My dad was a very nice and humble person. He always used to care for people  but I guess my mom and him never really got along and were very different. They love me and I got too meet my mom every week, you see I lived with my dad. My mom didn't have much money and space for me to live with her. 

But, my dad was very rich. He owned two houses and had 4 cars. I never really felt rich though, I guess I am like my mom. They used to fight a lot, everyday I would run out of my room hearing loud noises that would scare me. I got used to it by the time I was 5 but I guess they didn't. I would see my dad as a very happy person after my mom died, but I would see my mom as a very sad person.

She had a job, a house, a car, and enough money to live. 

During the days of my dad having tough time, she was suffering. I would go to the hospital everyday early from school. My dad would love to see me everyday, but as much as I loved him , I would still cry when I used to see him suffering in the hospital room.
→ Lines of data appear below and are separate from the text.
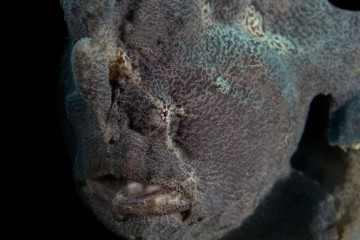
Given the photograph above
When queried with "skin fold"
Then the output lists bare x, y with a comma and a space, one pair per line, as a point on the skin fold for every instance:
204, 103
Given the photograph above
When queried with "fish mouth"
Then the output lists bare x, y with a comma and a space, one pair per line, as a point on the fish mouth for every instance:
124, 197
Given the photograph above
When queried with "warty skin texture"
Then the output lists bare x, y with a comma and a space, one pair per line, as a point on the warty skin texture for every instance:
235, 79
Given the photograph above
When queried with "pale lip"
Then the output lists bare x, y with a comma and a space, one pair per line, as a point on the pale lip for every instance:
129, 197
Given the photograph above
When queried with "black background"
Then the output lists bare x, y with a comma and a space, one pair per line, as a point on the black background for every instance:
56, 210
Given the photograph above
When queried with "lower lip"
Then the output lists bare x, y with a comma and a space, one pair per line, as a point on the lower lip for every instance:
158, 203
124, 202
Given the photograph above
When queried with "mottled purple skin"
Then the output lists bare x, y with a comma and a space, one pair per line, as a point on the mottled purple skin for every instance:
239, 77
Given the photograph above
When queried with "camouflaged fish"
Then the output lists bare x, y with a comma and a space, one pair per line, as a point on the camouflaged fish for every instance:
187, 112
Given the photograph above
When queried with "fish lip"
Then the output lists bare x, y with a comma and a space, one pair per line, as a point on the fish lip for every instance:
112, 191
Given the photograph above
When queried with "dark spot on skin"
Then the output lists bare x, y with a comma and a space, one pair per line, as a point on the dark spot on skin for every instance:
315, 157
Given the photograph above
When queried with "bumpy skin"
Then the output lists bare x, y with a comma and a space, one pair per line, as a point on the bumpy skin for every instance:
237, 78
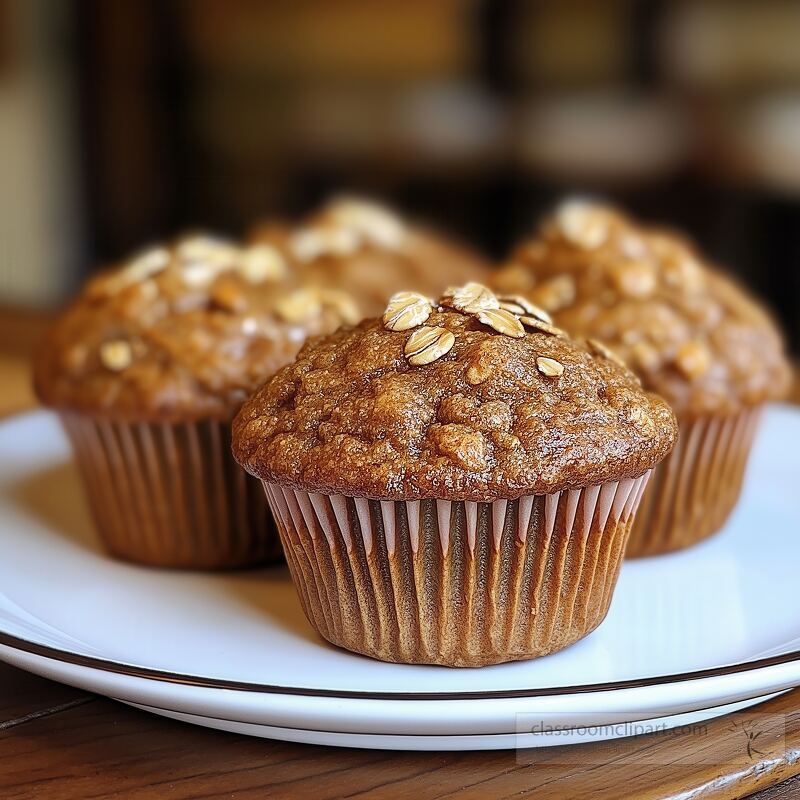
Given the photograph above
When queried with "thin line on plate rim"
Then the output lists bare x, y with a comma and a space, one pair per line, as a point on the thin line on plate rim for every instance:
164, 676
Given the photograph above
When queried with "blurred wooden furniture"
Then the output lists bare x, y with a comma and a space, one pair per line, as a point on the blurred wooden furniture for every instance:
64, 743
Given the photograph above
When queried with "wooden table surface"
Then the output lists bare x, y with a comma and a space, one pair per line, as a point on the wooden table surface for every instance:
58, 742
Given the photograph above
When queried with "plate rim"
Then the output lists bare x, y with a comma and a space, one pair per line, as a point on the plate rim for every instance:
65, 656
203, 682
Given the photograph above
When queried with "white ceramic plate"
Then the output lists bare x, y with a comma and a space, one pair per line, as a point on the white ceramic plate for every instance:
687, 633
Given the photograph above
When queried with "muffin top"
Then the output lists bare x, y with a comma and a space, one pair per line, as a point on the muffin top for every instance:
371, 252
475, 397
690, 333
182, 331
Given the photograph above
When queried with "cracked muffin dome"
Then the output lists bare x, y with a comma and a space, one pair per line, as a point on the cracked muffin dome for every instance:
472, 398
371, 252
181, 332
692, 335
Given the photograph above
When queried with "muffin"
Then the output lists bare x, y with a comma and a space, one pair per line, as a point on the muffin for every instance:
367, 250
690, 333
453, 483
146, 369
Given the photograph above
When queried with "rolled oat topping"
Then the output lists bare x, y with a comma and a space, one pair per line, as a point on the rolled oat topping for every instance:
693, 335
427, 344
371, 253
406, 310
502, 321
452, 409
183, 332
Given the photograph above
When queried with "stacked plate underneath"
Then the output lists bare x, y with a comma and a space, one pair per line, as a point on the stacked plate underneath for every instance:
689, 636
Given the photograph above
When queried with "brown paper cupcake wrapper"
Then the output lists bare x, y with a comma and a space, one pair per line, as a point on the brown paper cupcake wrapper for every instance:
456, 583
171, 495
693, 491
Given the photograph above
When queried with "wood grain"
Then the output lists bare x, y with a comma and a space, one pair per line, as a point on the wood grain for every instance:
82, 746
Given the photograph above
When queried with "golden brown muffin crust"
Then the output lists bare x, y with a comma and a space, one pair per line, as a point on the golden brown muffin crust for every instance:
371, 252
689, 332
452, 407
182, 332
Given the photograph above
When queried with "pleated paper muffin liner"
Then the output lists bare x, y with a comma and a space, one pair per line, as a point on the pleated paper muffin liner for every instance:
456, 583
693, 491
171, 495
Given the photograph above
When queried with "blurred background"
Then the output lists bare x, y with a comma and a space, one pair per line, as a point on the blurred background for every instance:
122, 121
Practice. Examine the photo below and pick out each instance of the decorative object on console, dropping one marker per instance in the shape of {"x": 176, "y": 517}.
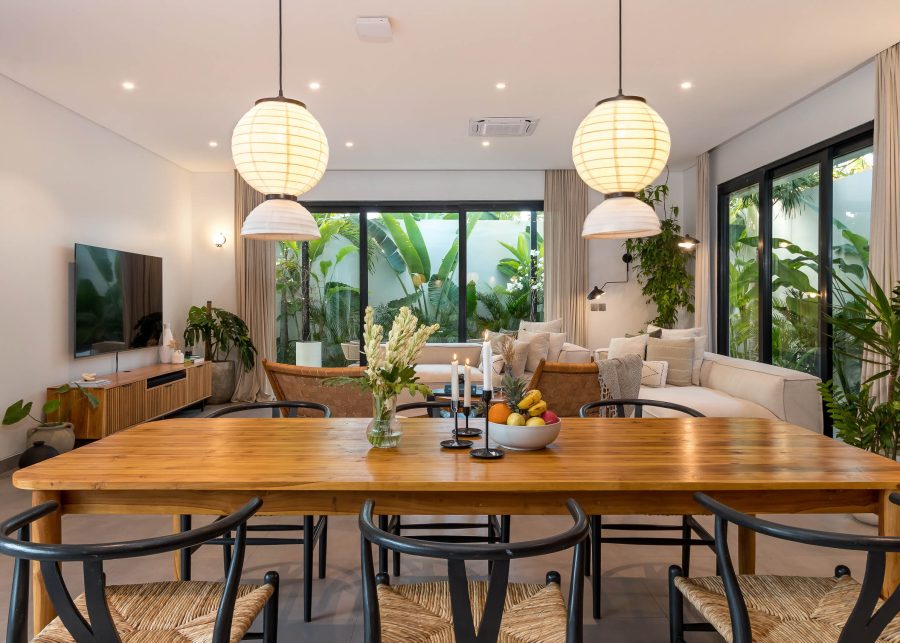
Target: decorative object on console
{"x": 662, "y": 266}
{"x": 620, "y": 147}
{"x": 220, "y": 331}
{"x": 280, "y": 149}
{"x": 55, "y": 432}
{"x": 390, "y": 371}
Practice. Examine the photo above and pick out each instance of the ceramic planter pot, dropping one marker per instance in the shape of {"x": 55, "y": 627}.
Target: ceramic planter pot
{"x": 223, "y": 382}
{"x": 60, "y": 436}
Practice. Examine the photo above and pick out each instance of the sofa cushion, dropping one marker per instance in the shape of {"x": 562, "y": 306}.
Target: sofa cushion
{"x": 709, "y": 402}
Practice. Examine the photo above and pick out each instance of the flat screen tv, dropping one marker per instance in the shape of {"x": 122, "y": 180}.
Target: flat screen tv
{"x": 118, "y": 300}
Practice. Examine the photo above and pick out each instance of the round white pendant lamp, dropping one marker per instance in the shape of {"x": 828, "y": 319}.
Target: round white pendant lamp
{"x": 281, "y": 150}
{"x": 620, "y": 148}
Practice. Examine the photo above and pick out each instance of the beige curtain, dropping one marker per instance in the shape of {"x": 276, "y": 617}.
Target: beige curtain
{"x": 702, "y": 284}
{"x": 565, "y": 252}
{"x": 884, "y": 256}
{"x": 255, "y": 278}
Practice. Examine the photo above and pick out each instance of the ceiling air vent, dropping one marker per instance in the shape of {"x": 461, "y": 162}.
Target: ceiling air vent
{"x": 502, "y": 126}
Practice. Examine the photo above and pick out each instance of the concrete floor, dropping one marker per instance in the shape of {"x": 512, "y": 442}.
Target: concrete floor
{"x": 634, "y": 588}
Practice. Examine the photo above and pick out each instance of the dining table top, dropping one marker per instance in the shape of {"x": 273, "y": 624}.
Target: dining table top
{"x": 590, "y": 454}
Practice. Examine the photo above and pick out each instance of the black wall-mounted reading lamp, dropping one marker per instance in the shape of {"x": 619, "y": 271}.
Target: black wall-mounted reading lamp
{"x": 596, "y": 292}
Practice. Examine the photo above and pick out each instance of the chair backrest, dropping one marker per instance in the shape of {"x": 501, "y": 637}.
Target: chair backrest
{"x": 306, "y": 383}
{"x": 456, "y": 555}
{"x": 287, "y": 408}
{"x": 569, "y": 386}
{"x": 99, "y": 627}
{"x": 866, "y": 621}
{"x": 638, "y": 404}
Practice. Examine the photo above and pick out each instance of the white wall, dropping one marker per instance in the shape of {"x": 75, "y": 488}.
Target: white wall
{"x": 64, "y": 179}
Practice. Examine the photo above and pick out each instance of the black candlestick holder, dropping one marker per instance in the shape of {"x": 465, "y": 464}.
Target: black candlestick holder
{"x": 456, "y": 443}
{"x": 468, "y": 432}
{"x": 487, "y": 453}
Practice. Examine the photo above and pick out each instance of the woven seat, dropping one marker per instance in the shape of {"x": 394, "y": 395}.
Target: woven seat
{"x": 421, "y": 613}
{"x": 782, "y": 609}
{"x": 176, "y": 612}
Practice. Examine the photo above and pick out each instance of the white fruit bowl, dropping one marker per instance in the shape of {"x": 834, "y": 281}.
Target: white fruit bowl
{"x": 524, "y": 438}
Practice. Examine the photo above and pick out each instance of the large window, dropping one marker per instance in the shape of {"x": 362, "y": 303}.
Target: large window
{"x": 786, "y": 230}
{"x": 415, "y": 255}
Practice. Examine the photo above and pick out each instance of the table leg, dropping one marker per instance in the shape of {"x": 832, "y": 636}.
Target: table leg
{"x": 746, "y": 551}
{"x": 889, "y": 525}
{"x": 47, "y": 530}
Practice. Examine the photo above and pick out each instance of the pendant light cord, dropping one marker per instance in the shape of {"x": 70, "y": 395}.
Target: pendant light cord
{"x": 280, "y": 53}
{"x": 620, "y": 47}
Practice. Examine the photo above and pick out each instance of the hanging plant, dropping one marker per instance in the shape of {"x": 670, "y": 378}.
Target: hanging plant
{"x": 661, "y": 266}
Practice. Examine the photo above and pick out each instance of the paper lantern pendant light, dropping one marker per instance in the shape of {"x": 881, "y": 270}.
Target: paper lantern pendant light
{"x": 620, "y": 148}
{"x": 281, "y": 150}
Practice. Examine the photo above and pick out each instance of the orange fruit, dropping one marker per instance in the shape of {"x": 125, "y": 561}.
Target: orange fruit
{"x": 498, "y": 413}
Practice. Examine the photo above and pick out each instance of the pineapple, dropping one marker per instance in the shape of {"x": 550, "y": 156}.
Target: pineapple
{"x": 513, "y": 390}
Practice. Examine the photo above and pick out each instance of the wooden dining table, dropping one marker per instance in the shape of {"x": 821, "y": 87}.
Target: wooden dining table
{"x": 326, "y": 466}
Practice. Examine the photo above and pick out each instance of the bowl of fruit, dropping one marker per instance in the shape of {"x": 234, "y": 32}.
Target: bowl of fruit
{"x": 522, "y": 422}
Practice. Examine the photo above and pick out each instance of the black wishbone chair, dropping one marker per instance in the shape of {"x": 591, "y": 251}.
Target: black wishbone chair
{"x": 787, "y": 609}
{"x": 313, "y": 531}
{"x": 179, "y": 610}
{"x": 537, "y": 612}
{"x": 497, "y": 528}
{"x": 689, "y": 526}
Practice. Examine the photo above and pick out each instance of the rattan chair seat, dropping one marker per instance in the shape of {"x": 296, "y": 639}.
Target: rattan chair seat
{"x": 175, "y": 612}
{"x": 421, "y": 613}
{"x": 782, "y": 609}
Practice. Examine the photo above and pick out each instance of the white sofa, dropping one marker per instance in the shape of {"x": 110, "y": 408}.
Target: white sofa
{"x": 731, "y": 387}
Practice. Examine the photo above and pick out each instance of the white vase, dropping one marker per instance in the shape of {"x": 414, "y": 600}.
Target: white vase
{"x": 165, "y": 348}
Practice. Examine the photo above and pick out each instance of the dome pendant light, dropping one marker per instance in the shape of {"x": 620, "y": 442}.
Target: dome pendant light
{"x": 280, "y": 149}
{"x": 619, "y": 149}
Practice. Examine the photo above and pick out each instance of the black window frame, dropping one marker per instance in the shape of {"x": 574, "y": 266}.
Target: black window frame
{"x": 461, "y": 207}
{"x": 822, "y": 154}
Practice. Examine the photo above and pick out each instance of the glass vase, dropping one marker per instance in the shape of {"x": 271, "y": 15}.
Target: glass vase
{"x": 384, "y": 429}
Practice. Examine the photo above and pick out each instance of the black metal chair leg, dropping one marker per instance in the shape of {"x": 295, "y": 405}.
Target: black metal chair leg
{"x": 676, "y": 607}
{"x": 396, "y": 554}
{"x": 308, "y": 542}
{"x": 382, "y": 552}
{"x": 270, "y": 611}
{"x": 686, "y": 534}
{"x": 596, "y": 522}
{"x": 184, "y": 524}
{"x": 323, "y": 546}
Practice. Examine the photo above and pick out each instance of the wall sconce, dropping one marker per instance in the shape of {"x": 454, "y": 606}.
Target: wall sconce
{"x": 688, "y": 242}
{"x": 598, "y": 292}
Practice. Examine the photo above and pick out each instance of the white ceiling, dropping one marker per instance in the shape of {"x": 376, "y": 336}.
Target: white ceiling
{"x": 199, "y": 64}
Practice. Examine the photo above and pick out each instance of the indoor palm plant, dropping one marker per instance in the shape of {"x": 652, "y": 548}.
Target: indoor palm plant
{"x": 220, "y": 331}
{"x": 390, "y": 370}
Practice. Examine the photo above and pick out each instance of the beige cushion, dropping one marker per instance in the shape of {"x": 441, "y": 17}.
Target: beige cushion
{"x": 679, "y": 353}
{"x": 538, "y": 348}
{"x": 709, "y": 402}
{"x": 554, "y": 326}
{"x": 654, "y": 374}
{"x": 621, "y": 346}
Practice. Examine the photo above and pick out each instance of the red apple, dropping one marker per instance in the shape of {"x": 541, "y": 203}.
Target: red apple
{"x": 549, "y": 417}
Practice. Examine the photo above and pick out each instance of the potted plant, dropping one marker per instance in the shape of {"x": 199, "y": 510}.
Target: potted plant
{"x": 49, "y": 437}
{"x": 221, "y": 332}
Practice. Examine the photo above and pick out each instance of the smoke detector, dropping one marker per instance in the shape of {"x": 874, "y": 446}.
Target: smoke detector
{"x": 502, "y": 126}
{"x": 377, "y": 28}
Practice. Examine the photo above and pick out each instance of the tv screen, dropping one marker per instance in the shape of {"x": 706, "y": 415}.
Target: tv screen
{"x": 118, "y": 300}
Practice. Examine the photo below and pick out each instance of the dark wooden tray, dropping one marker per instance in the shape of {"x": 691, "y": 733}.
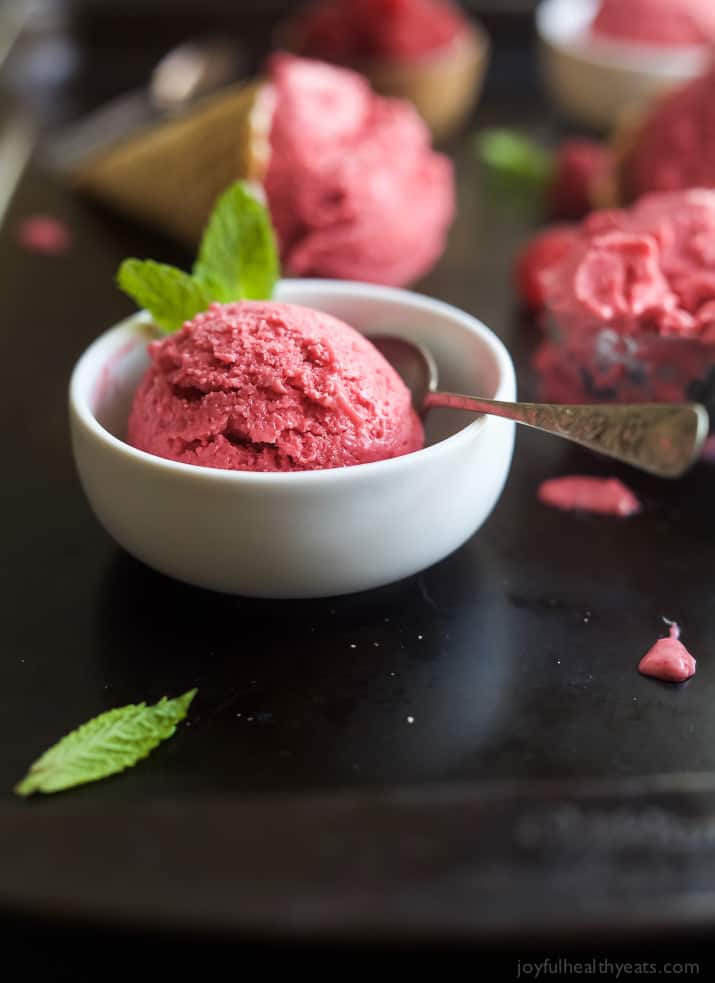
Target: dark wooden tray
{"x": 544, "y": 788}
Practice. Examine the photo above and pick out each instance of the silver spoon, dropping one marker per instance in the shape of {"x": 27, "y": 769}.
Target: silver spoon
{"x": 661, "y": 438}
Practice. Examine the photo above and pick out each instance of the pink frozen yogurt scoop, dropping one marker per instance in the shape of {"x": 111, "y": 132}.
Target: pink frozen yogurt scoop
{"x": 668, "y": 659}
{"x": 265, "y": 386}
{"x": 354, "y": 187}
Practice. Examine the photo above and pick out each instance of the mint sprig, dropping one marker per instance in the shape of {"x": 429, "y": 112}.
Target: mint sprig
{"x": 238, "y": 260}
{"x": 105, "y": 745}
{"x": 515, "y": 164}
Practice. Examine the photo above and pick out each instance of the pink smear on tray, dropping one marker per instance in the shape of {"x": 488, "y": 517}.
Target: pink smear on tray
{"x": 580, "y": 493}
{"x": 669, "y": 659}
{"x": 44, "y": 234}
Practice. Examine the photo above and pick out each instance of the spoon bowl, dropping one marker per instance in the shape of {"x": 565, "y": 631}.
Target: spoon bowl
{"x": 664, "y": 439}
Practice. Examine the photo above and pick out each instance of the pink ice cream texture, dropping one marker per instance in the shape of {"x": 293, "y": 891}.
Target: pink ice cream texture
{"x": 354, "y": 188}
{"x": 675, "y": 147}
{"x": 668, "y": 659}
{"x": 664, "y": 22}
{"x": 267, "y": 386}
{"x": 649, "y": 269}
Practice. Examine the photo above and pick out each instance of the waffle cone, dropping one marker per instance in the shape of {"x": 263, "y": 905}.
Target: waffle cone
{"x": 170, "y": 174}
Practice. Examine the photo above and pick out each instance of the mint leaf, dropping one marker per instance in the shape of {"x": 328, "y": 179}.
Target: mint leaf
{"x": 518, "y": 170}
{"x": 170, "y": 295}
{"x": 105, "y": 745}
{"x": 238, "y": 258}
{"x": 515, "y": 155}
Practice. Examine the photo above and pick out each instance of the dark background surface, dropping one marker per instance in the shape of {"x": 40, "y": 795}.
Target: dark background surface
{"x": 298, "y": 803}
I would spend time with him and make him eat food. Because, he was most of the time at the hospital. 

I have two of my baby cousins but I barely get to see them since they live in another city. 

Today, I was going to the event where I would see my dad for the last time. He wouldn't be alive to tell me to always get good grades and that he loves me. Im going with my aunt and my two baby cousins. My mom is gonna meet us there. I would start living with my mom now. 

The last time I would see my daddy and say goodbye.